You raised an eyebrow, shrugging one shoulder as you leaned back in the chair, crossing your arms over your chest. “It was never even that bad,” you said, the corners of your mouth pulling up into a smirk. “Most of it was exaggerated anyway.”
Bill shot you a look—one that froze the smirk on your face.
“You copped two felonies in Jersey,” he said flatly, his voice cutting through the space like a blade.
You blinked, startled for a moment, before forcing yourself to recover. “Okay, so no lavish overseas trips,” you replied, shrugging again like it didn’t matter. “Small price to pay. The guy was a dickhead anyway.”
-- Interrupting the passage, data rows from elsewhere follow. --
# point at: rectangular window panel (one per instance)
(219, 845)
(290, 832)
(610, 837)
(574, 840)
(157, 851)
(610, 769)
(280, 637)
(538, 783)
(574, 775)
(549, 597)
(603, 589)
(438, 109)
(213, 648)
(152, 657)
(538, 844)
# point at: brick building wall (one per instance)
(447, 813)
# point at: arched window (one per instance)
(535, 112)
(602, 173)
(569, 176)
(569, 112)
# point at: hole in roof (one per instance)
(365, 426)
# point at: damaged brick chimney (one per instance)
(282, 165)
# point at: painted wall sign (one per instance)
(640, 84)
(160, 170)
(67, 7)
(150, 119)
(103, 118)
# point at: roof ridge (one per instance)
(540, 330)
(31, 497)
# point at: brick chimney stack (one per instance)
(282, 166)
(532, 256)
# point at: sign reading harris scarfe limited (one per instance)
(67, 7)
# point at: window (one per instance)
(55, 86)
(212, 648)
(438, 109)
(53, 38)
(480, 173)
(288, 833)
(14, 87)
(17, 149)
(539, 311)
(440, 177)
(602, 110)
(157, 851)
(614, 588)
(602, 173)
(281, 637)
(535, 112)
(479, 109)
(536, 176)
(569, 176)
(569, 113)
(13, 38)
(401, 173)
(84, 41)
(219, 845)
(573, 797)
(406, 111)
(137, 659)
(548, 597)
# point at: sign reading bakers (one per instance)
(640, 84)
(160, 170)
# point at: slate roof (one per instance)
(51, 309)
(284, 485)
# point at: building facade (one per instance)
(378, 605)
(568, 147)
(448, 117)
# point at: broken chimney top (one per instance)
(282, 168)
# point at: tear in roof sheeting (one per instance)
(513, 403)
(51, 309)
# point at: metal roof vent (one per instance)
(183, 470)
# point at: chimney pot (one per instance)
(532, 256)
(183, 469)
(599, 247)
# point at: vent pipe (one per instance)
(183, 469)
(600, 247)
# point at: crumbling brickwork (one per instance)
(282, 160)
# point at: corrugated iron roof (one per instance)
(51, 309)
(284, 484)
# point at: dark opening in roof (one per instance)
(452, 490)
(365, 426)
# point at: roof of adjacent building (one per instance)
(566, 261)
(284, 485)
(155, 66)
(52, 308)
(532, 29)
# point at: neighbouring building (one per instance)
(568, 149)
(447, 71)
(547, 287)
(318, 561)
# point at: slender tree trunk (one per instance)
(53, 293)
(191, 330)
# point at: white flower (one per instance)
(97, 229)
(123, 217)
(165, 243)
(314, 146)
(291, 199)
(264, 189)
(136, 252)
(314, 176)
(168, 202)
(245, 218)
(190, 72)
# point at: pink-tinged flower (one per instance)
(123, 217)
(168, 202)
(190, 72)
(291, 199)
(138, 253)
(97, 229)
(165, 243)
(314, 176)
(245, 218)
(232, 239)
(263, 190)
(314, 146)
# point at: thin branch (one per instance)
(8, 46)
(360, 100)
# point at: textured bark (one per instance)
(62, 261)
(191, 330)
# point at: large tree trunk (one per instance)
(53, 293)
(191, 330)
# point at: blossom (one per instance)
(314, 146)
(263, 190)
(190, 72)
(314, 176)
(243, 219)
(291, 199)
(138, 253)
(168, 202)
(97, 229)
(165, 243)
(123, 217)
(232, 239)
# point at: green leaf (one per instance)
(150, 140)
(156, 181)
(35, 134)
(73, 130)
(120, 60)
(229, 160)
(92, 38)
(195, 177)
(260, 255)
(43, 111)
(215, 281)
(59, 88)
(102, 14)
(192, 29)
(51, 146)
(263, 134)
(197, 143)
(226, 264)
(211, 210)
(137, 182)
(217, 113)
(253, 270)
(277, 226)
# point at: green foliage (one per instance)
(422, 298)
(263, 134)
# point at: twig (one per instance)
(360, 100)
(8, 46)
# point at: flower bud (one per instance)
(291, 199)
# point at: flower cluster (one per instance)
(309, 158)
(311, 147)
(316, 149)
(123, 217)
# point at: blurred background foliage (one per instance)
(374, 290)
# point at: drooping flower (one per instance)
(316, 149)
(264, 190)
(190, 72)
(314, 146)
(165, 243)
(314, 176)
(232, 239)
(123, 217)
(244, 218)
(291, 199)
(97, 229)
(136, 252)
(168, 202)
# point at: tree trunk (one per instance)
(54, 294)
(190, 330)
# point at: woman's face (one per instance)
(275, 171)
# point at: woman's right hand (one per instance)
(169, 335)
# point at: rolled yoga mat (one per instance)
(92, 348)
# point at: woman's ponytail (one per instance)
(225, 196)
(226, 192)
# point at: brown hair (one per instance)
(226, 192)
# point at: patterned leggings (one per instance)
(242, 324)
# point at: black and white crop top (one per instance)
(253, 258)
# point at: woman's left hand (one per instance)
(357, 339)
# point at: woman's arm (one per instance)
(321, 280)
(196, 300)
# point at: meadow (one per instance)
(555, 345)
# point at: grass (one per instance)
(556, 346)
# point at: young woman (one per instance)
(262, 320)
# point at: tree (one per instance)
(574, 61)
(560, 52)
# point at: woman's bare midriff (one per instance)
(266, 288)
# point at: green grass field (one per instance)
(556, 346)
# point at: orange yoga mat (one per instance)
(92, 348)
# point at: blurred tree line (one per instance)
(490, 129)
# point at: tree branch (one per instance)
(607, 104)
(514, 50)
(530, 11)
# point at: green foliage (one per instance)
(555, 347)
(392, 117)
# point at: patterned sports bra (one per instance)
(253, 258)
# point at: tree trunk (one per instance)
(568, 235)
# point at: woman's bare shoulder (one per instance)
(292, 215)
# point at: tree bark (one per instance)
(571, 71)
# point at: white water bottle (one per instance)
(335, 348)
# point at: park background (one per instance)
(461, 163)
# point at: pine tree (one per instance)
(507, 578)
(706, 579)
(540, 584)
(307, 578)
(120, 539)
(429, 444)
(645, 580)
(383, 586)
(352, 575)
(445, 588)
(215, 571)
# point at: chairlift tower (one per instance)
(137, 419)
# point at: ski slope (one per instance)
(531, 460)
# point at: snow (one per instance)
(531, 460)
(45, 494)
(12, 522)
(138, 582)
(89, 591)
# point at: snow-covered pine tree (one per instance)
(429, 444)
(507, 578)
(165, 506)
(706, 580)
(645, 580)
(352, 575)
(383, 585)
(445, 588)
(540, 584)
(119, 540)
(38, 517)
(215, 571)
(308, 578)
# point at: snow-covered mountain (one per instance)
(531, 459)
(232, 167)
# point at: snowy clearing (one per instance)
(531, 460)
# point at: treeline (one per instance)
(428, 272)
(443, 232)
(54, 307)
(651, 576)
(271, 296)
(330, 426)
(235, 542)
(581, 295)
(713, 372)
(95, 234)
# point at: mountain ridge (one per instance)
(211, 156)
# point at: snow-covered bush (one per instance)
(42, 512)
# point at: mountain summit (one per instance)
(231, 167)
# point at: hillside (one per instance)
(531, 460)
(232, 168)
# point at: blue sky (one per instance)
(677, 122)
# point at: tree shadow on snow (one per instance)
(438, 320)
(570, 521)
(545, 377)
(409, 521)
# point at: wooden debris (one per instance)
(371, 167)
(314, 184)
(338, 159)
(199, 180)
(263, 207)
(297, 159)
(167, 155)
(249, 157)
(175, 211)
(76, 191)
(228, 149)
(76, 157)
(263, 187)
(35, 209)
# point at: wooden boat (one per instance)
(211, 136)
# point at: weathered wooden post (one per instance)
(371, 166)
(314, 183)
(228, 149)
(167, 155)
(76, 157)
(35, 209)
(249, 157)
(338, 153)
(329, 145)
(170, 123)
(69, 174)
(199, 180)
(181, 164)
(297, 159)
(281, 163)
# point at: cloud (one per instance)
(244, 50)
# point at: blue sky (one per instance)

Bill didn’t even attempt to humor you. His expression didn’t shift, didn’t soften—if anything, it hardened. He leaned back in his chair now, the leather creaking under his weight, and gestured faintly with the cigar still balanced between his fingers.
“You’re tied to my name now,” he said, his voice low but firm, each word deliberate. “Meaning that what you do—what you say—will reflect on me. It doesn’t matter if this is just a legality. It doesn’t matter that this is all for show. You’ll still be my wife. Legally. Publicly.”
His words hung in the air, heavy and suffocating, the weight of them settling in your chest like a stone.
You straightened slightly in your chair, your jaw tightening as you met his gaze head-on. “And that’s exactly why Julia was the prime candidate for this little arrangement, right?” you said, your tone sharp now, the defensiveness creeping into your voice. “Because she knows how to toe the line. How to keep her head down. How to make Daddy proud, right?”
Your words came out quick, pointed, like you were jabbing at an old wound you already knew how to reopen. You raised an eyebrow, leaning forward again as you let the words spill out. “Look, I get it. I’m not your first choice for this. Hell, I’m probably not even your second or third. I wouldn’t pick me either.”
Bill didn’t say anything, his expression unreadable as he watched you. But you could feel the tension in the room spike, the silence between you taut and charged, like a wire stretched too thin.
You pressed on anyway, refusing to let up. “But I’m what you’ve got,” you said, your voice hardening as you gestured toward yourself with a sharp flick of your hand. “So take it or leave it. Because the alternative?” You leaned back in your chair again, crossing your legs and tilting your head slightly, your smirk returning, though it didn’t quite reach your eyes. “The alternative is Julia. And we both know she’d crumble under this. She’s not built for it. She’s got her whole life ahead of her.”
The words came out harsher than you meant them to, but you didn’t backtrack. You didn’t soften them. You couldn’t.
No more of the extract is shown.